Since 2014, following a tremendous crash in which oil prices dropped by half, oil and gas firms have frequently struggled to break even on new wells in the tight oil and shale gas basins of the United States. Continuing low prices have led to substantial uncertainty about future production levels of unconventional oil and gas and the long-term economic viability of these resources.
The ongoing competitiveness of these resources depends on improving the productivity of new tight oil and shale gas wells, which has in part been enabled by new technological advances in drilling techniques and hydraulic fracturing. However, according to MIT research, these gains may be significantly overstated because industry “sweet-spotting”—drilling in the most productive locations in a field—is not being properly considered in current production forecasts.
Sweet-spotting, also called “high-grading,” might be a profitable strategy in the short-term, but will not be possible once these areas have been exploited. Therefore, it is critical to be able to accurately forecast future productivity levels by separating the role that technology plays in well design from the geological influence inherent in sweet-spotting strategies.
In a new paper in Applied Energy, Justin Montgomery, a graduate student in civil and environmental engineering who is also a MITEI researcher, and Francis O’Sullivan, MITEI’s director of research, describe the application of a statistical approach that can reliably distinguish between the impact that changes in well location and technology have on the productivity of a well.
Today, many industry and government entities rely on simpler models for productivity forecasting that have a limited ability to accurately distinguish between the influence of geology and technology. “There has not been a rigorous attempt to disentangle the effects of technology and sweet-spotting,” says Montgomery. “We realized that there was an opportunity to both provide a better understanding of what this balance has been in a particular tight oil basin and at the same time present a methodology that can be used in other basins.”

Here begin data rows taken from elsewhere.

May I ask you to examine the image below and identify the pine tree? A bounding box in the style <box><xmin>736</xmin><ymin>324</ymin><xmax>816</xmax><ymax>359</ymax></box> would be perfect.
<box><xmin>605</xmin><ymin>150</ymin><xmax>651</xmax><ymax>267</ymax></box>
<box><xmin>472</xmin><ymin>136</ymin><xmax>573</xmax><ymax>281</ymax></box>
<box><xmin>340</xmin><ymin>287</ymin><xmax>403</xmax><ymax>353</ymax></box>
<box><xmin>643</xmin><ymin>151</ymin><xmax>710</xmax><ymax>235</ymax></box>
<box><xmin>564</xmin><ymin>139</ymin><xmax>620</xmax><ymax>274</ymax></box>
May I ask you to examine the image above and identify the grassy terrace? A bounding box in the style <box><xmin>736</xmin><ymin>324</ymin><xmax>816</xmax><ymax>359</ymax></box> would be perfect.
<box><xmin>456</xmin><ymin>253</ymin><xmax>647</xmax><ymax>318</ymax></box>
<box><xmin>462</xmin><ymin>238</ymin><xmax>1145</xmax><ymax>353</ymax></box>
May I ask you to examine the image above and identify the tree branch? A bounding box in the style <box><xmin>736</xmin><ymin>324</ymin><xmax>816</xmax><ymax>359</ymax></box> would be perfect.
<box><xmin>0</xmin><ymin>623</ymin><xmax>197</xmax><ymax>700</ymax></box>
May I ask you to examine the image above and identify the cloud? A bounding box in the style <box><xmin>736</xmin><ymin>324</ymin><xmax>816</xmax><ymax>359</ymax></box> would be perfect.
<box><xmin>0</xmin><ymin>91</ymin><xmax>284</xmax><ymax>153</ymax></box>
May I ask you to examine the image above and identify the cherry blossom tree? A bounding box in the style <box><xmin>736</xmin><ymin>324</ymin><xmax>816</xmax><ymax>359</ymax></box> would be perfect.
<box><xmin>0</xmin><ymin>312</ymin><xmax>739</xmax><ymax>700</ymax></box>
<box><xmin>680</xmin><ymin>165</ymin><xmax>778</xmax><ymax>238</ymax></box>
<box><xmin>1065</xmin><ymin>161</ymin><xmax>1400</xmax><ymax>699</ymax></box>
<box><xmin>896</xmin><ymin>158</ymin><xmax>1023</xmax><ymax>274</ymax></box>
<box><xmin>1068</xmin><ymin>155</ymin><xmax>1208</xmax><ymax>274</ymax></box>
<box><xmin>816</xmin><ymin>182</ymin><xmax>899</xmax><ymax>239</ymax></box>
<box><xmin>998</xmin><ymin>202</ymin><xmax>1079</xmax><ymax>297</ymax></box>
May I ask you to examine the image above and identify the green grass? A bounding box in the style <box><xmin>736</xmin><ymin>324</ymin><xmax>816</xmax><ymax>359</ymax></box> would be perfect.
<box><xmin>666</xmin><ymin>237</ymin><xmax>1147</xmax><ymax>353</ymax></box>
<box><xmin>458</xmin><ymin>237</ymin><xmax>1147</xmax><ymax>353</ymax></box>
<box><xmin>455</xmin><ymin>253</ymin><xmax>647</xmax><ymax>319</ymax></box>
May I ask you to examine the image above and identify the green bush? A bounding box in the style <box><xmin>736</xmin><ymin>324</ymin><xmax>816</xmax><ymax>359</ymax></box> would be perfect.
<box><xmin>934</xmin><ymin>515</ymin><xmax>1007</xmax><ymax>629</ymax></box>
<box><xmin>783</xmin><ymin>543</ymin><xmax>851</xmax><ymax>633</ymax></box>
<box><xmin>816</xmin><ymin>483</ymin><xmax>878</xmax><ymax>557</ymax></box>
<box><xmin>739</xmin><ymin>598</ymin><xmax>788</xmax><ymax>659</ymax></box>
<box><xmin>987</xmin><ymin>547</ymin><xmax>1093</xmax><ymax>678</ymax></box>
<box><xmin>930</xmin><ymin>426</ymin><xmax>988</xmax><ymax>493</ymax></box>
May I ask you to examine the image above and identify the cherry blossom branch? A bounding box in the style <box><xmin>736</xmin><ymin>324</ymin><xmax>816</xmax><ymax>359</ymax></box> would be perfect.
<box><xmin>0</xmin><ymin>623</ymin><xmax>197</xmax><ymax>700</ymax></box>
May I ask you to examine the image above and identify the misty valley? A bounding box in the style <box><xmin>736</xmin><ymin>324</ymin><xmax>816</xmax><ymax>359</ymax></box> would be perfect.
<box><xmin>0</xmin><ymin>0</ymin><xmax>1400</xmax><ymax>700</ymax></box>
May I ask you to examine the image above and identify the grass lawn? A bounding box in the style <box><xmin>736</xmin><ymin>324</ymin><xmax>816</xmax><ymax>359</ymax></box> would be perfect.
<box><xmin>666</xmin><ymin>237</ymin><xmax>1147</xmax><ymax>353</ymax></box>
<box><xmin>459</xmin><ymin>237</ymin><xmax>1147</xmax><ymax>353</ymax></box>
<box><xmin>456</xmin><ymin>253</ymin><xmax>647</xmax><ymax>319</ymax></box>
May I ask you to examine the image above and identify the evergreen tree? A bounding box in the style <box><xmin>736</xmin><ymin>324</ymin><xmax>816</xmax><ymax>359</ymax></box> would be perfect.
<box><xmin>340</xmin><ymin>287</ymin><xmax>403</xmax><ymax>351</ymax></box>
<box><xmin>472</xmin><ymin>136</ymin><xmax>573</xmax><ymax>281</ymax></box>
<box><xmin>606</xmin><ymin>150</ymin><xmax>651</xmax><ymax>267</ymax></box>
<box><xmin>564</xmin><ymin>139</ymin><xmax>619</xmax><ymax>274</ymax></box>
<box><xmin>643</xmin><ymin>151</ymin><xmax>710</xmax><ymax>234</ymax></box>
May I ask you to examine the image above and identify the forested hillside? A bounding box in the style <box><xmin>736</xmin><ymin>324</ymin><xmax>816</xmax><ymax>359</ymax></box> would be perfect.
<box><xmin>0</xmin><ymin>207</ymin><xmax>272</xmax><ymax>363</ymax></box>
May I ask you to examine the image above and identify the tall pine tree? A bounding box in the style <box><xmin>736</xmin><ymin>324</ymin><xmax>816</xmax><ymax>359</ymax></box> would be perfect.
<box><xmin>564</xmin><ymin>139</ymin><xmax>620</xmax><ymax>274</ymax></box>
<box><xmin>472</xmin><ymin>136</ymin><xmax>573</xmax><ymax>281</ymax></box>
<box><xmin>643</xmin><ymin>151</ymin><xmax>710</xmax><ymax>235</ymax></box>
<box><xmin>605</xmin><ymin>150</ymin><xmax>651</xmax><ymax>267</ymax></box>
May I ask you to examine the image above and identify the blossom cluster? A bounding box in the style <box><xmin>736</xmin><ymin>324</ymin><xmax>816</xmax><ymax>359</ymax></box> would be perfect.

Montgomery and O’Sullivan tested five different models using data combed from a 42-month period and nearly 4,000 wells drilled into North Dakota’s Middle Bakken and Three Forks formations, the primary oil- and gas-producing layers of the Williston basin. In recent years, thousands of wells have been drilled into these stacked rock layers and well designs have rapidly evolved, making it an ideal region for the study.
Beginning with models that are based on current industry practice—a nonspatial regression model, a fixed effects model, and a surface trend analysis model—the researchers found that these approaches each offered different levels of complexity to control for location. This is critical to note since important geological properties in shale and tight reservoirs vary considerably over even short distances, and what all of these approaches imply is that the variation in these spaces can be neglected at a certain point without overly influencing the results.
Montgomery and O’Sullivan discovered that this isn’t necessarily true. These models, one of which is currently relied upon by the U.S. Energy Information Administration for developing their Annual Energy Outlook forecasts, have a tendency to significantly overestimate the impact of technology because they are not flexible enough to account for these short-distance locational variations present in the data. In the Bakken and Three Forks of North Dakota, for instance, they found that half of the gains in average well productivity were actually due to changes in where companies were drilling wells rather than how they were drilling them. This means that current forecasts for future production and cost of tight oil and shale gas resources in the United States may be overoptimistic due to unrealistic expectations of future technology-driven productivity gains—an important consideration for any transition to a lower-carbon future where natural gas plays a bridging role in the power sector.
Looking for ways to separate out the influence of technology from the location, Montgomery and O’Sullivan turned to the earth sciences. Models to estimate the amount of snow on a mountain or the properties of soil in different locations, for example, provided a helpful parallel. The earth science researchers in these cases sought to make sense of the hidden spatial patterns affecting their data, and their methods, therefore, provided a much more statistically rigorous template for Montgomery and O’Sullivan to follow than what is currently being used with oil and gas wells.
The researchers propose using two popular earth science approaches in their own research that have never before been used in well productivity modeling: a spatial error model and regression-kriging. These significantly improve prediction accuracy, because they are able to account for the variance in location at a much higher resolution.
“Another byproduct of this model is that it is a very powerful predictive model and you can essentially estimate what the expected productivity would be at any location in the field with a realistic technology design,” says Montgomery. “It’s a very challenging economic situation for developing wells in these fields right now, but this research should help both policymakers and commercial entities better understand what can be expected from these important resources going forward.”
This research was supported by the MIT Energy Initiative.